The init_plugin function registers the callbacks for instruction translation and execution. Because we are only implementing an x86 callback monitor, we wrap the callback registration in an #ifdef TARGET_I386; this means that on other architectures the plugin won't do anything (since no callbacks will be registered). It also opens up a text file that the plugin will use to log the system calls executed by the guest; if opening the file fails, init_plugin returns false, which will cause PANDA to unload the plugin immediately.

The translate_callback function reads the bytes that make up the instruction that QEMU is about to translate using cpu_memory_rw_debug, and and checks to see whether it is a sysenter instruction.

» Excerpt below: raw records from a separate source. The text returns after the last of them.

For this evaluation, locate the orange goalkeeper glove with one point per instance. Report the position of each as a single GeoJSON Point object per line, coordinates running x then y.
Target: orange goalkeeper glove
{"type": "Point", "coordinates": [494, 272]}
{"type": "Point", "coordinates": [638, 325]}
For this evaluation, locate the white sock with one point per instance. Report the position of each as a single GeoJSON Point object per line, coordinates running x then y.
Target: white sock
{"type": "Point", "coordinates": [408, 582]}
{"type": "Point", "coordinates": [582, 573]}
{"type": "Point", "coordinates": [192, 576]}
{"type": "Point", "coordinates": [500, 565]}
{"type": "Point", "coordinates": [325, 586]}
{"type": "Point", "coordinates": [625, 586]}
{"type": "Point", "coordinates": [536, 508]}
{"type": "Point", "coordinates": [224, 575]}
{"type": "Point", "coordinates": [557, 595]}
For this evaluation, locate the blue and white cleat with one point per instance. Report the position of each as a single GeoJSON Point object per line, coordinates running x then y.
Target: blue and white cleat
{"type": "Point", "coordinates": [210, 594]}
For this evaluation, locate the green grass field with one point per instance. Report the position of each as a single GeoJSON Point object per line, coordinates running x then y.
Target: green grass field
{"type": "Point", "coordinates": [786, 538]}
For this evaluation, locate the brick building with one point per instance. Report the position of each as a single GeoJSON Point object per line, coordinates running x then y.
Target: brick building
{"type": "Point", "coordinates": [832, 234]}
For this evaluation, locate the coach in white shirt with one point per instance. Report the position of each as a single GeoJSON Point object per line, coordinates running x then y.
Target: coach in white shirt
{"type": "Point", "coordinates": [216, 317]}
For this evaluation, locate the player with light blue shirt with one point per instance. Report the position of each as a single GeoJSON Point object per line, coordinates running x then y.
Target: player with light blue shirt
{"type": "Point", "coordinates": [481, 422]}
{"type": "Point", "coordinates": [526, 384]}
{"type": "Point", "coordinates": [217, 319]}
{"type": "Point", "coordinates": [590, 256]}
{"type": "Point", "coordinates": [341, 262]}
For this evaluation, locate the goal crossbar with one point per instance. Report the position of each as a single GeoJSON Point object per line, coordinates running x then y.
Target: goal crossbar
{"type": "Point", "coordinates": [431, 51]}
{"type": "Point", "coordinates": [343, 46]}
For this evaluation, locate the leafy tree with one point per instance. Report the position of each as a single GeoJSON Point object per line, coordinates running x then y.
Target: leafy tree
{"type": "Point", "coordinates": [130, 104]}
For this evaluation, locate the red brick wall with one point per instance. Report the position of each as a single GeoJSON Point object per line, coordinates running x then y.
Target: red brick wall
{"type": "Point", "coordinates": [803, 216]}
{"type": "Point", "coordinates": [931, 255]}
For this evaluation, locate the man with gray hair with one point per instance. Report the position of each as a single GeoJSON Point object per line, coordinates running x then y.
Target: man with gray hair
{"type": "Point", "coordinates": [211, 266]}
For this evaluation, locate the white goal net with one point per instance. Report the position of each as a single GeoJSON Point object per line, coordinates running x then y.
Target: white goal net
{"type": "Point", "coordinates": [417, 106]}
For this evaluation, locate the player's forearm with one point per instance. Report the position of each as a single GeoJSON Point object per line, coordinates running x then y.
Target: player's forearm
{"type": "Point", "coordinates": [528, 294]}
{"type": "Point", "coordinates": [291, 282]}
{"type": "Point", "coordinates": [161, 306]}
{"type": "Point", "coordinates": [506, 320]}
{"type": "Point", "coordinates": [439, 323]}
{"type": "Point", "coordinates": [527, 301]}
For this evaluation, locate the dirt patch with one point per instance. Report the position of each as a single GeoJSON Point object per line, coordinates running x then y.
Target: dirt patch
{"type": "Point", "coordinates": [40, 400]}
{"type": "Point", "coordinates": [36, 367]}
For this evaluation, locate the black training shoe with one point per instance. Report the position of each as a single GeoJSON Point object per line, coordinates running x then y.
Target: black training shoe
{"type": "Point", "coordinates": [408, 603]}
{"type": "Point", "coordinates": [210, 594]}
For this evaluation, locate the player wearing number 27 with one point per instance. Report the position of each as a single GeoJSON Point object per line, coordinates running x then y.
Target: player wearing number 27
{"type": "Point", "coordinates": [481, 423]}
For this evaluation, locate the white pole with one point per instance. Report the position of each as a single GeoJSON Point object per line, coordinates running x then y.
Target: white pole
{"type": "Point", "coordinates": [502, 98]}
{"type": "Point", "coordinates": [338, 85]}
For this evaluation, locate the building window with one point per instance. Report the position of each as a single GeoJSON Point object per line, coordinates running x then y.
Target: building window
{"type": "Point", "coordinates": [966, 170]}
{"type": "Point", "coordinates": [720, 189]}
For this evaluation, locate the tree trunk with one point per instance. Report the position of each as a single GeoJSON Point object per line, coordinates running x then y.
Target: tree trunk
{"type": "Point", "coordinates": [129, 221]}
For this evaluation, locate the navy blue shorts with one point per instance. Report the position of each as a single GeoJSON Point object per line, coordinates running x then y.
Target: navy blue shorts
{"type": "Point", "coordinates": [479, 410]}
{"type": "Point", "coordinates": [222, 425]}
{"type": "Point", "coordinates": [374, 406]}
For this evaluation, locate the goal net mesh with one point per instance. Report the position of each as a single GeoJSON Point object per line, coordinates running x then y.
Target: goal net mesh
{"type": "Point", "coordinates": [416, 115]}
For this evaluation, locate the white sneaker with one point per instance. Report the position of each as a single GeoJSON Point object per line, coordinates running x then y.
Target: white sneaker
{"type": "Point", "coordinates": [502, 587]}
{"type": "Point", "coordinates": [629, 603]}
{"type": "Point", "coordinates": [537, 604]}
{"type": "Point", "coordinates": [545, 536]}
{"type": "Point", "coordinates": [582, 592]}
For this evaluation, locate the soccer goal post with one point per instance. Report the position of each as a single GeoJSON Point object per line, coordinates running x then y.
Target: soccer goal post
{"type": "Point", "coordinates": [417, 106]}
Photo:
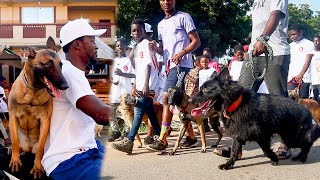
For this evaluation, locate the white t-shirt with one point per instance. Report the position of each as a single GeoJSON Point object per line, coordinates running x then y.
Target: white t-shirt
{"type": "Point", "coordinates": [261, 10]}
{"type": "Point", "coordinates": [299, 50]}
{"type": "Point", "coordinates": [144, 56]}
{"type": "Point", "coordinates": [204, 75]}
{"type": "Point", "coordinates": [235, 70]}
{"type": "Point", "coordinates": [315, 67]}
{"type": "Point", "coordinates": [70, 128]}
{"type": "Point", "coordinates": [3, 104]}
{"type": "Point", "coordinates": [124, 85]}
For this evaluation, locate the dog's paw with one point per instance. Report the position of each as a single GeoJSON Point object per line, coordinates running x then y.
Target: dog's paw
{"type": "Point", "coordinates": [224, 167]}
{"type": "Point", "coordinates": [171, 153]}
{"type": "Point", "coordinates": [203, 150]}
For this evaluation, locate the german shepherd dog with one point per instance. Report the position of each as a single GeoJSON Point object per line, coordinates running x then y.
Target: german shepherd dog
{"type": "Point", "coordinates": [30, 106]}
{"type": "Point", "coordinates": [127, 103]}
{"type": "Point", "coordinates": [311, 104]}
{"type": "Point", "coordinates": [256, 117]}
{"type": "Point", "coordinates": [177, 97]}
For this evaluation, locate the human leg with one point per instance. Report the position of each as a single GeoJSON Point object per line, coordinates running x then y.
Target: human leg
{"type": "Point", "coordinates": [126, 145]}
{"type": "Point", "coordinates": [114, 126]}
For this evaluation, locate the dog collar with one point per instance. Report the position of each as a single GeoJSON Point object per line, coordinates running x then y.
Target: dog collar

If so, then it returns true, which tells PANDA to insert instrumentation that will cause the exec_callback function to be called when the instruction is executed by the guest.

Inside exec_callback, we simply log the current program counter (EIP) and the contents of the EAX register, which is used on both Windows and Linux to hold the system call number.

Finally, in uninit_plugin, we simply close the plugin log file.

To make the plugin, we add it to the list of plugins in panda/qemu/panda_plugins/config.panda:

PANDA_PLUGINS = sample taintcap textfinder textprinter syscalls

Then run make from the base QEMU directory:

brendan@laredo3:~/hg/panda/qemu$ make
  CC    /home/brendan/hg/panda/qemu//x86_64-softmmu//panda_plugins/syscalls.o
  PLUGIN  panda_syscalls.so
  CC    /home/brendan/hg/panda/qemu//i386-linux-user//panda_plugins/syscalls.o
  PLUGIN  panda_syscalls.so
  CC    /home/brendan/hg/panda/qemu//arm-linux-user//panda_plugins/syscalls.o
  PLUGIN  panda_syscalls.so
  CC    /home/brendan/hg/panda/qemu//arm-softmmu//panda_plugins/syscalls.o
  PLUGIN  panda_syscalls.so

Finally, you can run QEMU with the plugin enabled:

x86_64-softmmu/qemu-system-x86_64 -m 1024 -vnc :0 -monitor stdio \
	-hda /scratch/qcows/qcows/win7.1.qcow2 -loadvm booted -k en-us \
	-panda syscalls

When run on a Windows 7 VM, this plugin produces output in syscalls.txt that looks like:

PC=0000000077bd70b2, SYSCALL=0000000000000153
PC=0000000077bd70b2, SYSCALL=0000000000000188
PC=0000000077bd70b2, SYSCALL=00000000000011fa
PC=0000000077bd70b2, SYSCALL=00000000000011c7
PC=0000000077bd70b2, SYSCALL=00000000000011c7
PC=0000000077bd70b2, SYSCALL=0000000000001232
PC=0000000077bd70b2, SYSCALL=0000000000001232
PC=0000000077bd70b2, SYSCALL=000000000000114d
PC=0000000077bd70b2, SYSCALL=0000000000001275           

The raw system call numbers could also be translated into their names, e.g. by using Volatility's list of Windows 7 system calls.